Our beliefs about what happens after death and the importance of caring for our health keep human reality proportional to the power of God. We rest in death because we have no control over it. That’s reality. We go to our rest in peace, consoled that one day we will be re-created by the one who spins all the molecules and knows every aspect of our “self.” We care for the bodies we’ve been given in gratitude and recognition of our human limitations. All important perspectives.
But the valuable search for answers can easily become an obsession. Our conclusion that having some answers must lead to having all the answers is the problem. It’s easy to be driven by the quest, and lose sight of how (or if!) the answers will benefit ourselves and others. A mission separated from loving and serving as Jesus asked us to do, can inflict suffering instead.
The other consequence of our internal glitch is our urge to halt and codify what we’ve discovered in order to defend it. Having “the truth” requires that we all agree on exactly what that is. We can become standard-bearers who care more about the rules than about each other. Or, we may also become dependent on church leaders or doctrines to do our moral-reasoning for us.
Relying on God
Just as the best intentions of addicts and codependents can lead to behavior that is hurtful and wrong, the best intentions of church members and leaders can hurt, wound and deceive us. The fourth step of 12-Step Recovery leads its participants through a “fearless and searching moral inventory,” a practice that is sustained as a life habit in step ten.
The point of this inventory is not to harm, criticize, or punish ourselves for our past mistakes. We aren’t defined by our mistakes unless we continue to embrace them. Instead of defending what we’ve done and trying to justify it, we examine choices gently and truthfully. This allows us to see, learn, and grow beyond our past wrongs, and to make amends to those we’ve harmed.
It is this habit of honest self-examination that would most benefit the church. People hurt by the church, by bad policies, beliefs, neglect, or outright abuse might have room to heal.
Instead, we see extreme pushback and defensiveness from church leadership when asked for a “fearless and searching moral inventory.”
A moral inventory might shed light on two important areas.
First, that all our best intentions have still led us to this place where the opinions and authority of our leaders are weighted to rival God’s.
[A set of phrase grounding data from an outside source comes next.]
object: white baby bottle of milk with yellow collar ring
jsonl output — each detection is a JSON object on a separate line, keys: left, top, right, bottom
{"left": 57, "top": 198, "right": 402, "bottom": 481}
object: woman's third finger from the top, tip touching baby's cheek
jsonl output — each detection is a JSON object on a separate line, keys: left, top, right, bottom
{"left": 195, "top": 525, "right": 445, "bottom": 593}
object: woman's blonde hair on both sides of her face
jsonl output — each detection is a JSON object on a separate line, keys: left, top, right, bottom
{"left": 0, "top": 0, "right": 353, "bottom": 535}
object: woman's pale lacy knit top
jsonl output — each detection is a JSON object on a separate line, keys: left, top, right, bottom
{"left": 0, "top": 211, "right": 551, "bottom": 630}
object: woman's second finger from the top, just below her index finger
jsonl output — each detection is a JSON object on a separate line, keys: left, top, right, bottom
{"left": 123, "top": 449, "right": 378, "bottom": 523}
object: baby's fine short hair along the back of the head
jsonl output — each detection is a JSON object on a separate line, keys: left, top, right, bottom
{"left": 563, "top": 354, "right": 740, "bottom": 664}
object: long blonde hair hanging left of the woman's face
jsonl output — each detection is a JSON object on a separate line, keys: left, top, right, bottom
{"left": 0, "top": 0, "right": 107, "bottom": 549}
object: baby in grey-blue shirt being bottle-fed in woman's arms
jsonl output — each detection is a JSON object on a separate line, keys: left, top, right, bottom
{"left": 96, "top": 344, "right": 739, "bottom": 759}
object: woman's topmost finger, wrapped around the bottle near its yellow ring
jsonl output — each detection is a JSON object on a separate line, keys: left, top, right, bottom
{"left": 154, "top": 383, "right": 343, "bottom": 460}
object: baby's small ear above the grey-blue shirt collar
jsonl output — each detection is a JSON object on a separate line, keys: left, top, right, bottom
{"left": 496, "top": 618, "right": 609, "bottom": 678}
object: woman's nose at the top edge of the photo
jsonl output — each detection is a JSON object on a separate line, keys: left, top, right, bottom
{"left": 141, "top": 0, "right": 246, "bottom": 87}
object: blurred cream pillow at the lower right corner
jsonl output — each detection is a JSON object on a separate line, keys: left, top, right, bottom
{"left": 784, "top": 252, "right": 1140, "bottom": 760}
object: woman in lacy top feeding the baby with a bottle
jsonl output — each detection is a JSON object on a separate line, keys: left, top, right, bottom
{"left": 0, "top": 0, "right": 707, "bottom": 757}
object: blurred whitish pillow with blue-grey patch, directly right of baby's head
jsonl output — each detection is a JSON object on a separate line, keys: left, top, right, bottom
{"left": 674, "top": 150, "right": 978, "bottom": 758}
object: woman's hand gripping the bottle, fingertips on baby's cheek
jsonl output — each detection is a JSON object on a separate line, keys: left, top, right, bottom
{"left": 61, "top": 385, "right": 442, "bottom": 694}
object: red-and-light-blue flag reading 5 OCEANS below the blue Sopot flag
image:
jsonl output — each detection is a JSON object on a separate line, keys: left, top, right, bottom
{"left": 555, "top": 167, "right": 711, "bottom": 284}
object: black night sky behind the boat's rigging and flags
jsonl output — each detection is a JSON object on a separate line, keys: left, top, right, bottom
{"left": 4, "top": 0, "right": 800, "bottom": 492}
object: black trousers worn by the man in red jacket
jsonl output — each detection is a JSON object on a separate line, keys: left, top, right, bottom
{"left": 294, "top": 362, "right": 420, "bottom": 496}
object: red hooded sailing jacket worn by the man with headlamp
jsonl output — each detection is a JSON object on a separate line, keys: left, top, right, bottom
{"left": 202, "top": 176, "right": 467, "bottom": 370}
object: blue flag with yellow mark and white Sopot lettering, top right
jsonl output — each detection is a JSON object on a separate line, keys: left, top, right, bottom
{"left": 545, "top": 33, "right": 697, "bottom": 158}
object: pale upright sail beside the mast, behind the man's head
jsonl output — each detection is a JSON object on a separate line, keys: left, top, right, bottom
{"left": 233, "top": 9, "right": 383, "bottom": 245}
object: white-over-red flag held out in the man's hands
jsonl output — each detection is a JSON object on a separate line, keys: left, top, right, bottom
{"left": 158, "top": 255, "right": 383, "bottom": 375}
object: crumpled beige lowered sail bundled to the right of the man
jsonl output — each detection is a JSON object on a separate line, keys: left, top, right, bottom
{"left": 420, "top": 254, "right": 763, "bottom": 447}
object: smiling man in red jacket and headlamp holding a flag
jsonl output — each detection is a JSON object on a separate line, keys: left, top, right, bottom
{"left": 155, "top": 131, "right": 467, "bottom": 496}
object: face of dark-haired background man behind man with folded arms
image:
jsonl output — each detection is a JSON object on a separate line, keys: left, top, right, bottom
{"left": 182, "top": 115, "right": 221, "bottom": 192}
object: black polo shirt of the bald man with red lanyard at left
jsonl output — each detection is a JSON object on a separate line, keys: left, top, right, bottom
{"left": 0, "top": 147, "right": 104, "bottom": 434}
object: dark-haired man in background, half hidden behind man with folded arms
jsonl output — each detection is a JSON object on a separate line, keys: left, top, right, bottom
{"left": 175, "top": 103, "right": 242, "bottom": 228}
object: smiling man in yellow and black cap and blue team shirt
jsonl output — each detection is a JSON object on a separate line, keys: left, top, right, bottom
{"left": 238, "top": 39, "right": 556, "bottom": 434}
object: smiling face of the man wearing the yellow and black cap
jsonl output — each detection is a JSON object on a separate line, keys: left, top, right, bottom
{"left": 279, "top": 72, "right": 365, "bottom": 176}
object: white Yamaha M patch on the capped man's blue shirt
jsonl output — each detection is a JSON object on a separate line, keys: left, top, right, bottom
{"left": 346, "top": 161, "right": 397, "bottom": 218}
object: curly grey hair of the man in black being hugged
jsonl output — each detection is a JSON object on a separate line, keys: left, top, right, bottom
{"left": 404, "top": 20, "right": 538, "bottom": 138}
Second, that our claim to have and know all “truth” separates rather than connects people to God. Telling church members what we as Adventists will believe on pain of expulsion (or encouragement to resign) is the opposite of compassion, and amplifies the problem.
Two of the most damaging responses fueling addictions and dysfunction are denial and shame. We seem intent upon denying the possibility that our zeal for our answers and beliefs may be replacing our reliance on God. What makes this worse is the shaming of anyone’s pointing out the need to grow and change.
Jesus asked the religious leaders of his day to make significant changes to their beliefs and traditions, and promised, “You will know the truth, and the truth will make you free” (John 8:31-32 NRSV).
It’s a promise of peace that sounds good to my resolution-weary soul.
Shelley Curtis Weaver lives in coastal Washington state. She is a clay-artist, writer, wife, mother, grandmother, and a frequenter of Columbia River crossings. She has edited and contributed to The Journey to Wholeness addiction recovery curriculum from AdventSource.